Mexico’s president was recently in the state of Baja California, and said the recent vaccination push should open the door for loosening restrictions for crossing the border.
President Andrés Manuel López Obrador praised the rapid administration of roughly 1.2 million doses of the one-shot Johnson & Johnson vaccine in just over a week. He also thanked the United States, which recently donated 1.35 million doses to help get all adults along Mexico’s northern border vaccinated.
“We thank them because health is a fundamental human right,” AMLO, as he is widely known, said. “We have to give each other a hand, help each other, not be selfish, not turn our backs on those suffering, those who need our support. There must be solidarity and we have to move toward that beautiful ideal of universal fraternity.”
He said his government is already reaching out to U.S. authorities, as well as the California Governor’s Office and San Diego officials, about the possibility of a reopening, which he says would benefit both countries.

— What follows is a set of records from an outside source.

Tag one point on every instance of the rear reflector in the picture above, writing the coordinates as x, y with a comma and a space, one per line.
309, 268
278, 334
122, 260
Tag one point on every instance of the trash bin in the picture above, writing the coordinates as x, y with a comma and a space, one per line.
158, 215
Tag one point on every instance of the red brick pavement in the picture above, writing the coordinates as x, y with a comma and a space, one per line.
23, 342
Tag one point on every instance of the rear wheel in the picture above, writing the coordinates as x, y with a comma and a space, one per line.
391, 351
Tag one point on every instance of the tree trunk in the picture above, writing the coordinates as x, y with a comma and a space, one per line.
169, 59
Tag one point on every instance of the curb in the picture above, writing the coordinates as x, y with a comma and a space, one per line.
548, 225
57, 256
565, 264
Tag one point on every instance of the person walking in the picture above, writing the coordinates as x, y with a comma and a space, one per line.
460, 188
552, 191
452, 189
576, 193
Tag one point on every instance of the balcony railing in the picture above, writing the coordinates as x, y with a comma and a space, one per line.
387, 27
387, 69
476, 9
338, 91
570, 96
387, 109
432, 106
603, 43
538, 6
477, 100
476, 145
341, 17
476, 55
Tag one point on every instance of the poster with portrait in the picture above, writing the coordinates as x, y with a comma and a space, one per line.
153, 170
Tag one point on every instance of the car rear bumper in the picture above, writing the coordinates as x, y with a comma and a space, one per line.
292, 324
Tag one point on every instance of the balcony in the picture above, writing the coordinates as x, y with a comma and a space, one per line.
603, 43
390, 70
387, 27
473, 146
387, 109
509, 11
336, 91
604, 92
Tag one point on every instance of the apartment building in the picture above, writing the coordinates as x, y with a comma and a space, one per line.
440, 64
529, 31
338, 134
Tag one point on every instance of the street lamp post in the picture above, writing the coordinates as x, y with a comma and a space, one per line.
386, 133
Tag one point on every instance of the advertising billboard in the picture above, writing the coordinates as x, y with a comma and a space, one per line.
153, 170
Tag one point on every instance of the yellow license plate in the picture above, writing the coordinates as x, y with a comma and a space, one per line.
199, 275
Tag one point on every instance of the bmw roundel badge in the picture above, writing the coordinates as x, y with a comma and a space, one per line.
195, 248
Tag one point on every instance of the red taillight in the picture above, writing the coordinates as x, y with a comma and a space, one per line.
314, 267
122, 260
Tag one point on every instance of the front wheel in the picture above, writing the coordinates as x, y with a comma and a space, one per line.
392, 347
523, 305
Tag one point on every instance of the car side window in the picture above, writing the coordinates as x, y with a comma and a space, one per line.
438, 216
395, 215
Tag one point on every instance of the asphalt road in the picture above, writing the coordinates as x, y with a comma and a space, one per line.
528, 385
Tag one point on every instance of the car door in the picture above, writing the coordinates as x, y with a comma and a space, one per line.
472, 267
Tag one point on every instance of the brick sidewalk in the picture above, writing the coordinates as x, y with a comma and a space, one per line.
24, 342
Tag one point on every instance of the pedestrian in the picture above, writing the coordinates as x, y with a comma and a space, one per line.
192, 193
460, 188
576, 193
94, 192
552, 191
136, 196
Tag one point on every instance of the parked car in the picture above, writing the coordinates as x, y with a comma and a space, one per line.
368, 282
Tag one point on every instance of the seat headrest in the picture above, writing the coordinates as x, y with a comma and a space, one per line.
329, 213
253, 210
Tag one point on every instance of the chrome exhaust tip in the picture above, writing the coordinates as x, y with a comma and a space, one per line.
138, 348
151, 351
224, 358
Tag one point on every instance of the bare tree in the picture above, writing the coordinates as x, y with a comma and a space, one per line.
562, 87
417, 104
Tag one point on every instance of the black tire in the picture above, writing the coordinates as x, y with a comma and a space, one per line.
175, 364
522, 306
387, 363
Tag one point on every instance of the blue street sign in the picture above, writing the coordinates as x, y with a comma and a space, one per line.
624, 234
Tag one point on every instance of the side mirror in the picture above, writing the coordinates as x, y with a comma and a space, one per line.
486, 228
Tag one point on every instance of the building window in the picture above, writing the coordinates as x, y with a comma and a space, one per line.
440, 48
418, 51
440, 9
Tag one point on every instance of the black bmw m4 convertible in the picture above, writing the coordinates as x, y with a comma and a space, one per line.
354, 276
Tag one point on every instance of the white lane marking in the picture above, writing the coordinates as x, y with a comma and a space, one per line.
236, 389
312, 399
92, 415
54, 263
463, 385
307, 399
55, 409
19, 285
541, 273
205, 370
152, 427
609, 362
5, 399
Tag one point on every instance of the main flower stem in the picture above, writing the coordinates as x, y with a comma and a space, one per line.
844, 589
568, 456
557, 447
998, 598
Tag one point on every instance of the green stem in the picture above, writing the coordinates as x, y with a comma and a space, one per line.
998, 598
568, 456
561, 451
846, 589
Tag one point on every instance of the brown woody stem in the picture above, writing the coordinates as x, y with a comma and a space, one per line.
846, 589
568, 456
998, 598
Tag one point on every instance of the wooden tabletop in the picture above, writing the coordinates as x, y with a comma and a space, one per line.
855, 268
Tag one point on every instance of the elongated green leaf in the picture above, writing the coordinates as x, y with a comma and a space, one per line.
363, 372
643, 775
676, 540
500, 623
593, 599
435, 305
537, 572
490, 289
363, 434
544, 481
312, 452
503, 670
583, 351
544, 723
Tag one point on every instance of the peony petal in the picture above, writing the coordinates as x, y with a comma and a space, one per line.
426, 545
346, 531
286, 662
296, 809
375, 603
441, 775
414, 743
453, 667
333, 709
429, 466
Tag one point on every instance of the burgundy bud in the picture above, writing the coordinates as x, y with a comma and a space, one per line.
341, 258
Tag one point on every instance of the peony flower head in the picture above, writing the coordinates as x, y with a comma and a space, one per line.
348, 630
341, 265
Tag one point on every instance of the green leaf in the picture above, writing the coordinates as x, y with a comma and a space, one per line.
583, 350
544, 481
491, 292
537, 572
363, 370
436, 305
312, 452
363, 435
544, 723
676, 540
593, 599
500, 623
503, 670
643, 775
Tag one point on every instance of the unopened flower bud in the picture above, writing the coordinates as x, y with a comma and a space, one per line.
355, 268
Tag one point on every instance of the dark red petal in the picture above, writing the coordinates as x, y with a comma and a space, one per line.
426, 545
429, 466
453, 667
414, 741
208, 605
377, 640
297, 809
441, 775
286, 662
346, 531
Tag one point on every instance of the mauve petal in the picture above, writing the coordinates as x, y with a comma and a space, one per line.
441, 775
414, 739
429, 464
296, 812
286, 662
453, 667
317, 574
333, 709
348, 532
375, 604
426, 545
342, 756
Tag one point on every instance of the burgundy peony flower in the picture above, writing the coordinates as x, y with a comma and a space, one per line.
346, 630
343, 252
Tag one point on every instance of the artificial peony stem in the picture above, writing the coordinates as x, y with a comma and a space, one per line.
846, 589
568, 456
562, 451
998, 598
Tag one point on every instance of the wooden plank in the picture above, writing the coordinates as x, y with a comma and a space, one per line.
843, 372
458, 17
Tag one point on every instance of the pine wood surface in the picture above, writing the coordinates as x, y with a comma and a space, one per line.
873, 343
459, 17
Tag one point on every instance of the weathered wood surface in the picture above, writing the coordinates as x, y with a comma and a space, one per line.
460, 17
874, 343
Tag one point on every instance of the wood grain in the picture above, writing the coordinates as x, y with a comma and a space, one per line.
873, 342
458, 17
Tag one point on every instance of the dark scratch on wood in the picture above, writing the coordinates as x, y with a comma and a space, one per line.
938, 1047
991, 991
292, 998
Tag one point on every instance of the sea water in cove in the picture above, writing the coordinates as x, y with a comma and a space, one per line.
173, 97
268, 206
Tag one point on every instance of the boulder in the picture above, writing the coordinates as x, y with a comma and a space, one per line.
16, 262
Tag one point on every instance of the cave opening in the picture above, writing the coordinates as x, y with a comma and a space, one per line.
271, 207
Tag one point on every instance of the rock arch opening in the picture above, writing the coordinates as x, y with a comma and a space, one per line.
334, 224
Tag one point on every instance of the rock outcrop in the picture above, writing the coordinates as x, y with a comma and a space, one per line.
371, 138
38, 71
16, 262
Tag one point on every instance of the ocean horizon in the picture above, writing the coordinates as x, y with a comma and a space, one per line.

With the exception of a small portion of the U.S. donation that went to San Luis Rio Colorado in Sonora, the Baja California effort used up nearly all of those doses. It’s not yet clear where additional doses for all adult Mexican border residents will come from.
Northbound crossing restrictions have been in place since March 2020, keeping many Mexicans with visas from shopping or seeing friends and family in the United States for now well over a year. U.S. citizens, however, have largely not faced restrictions to cross into Mexico.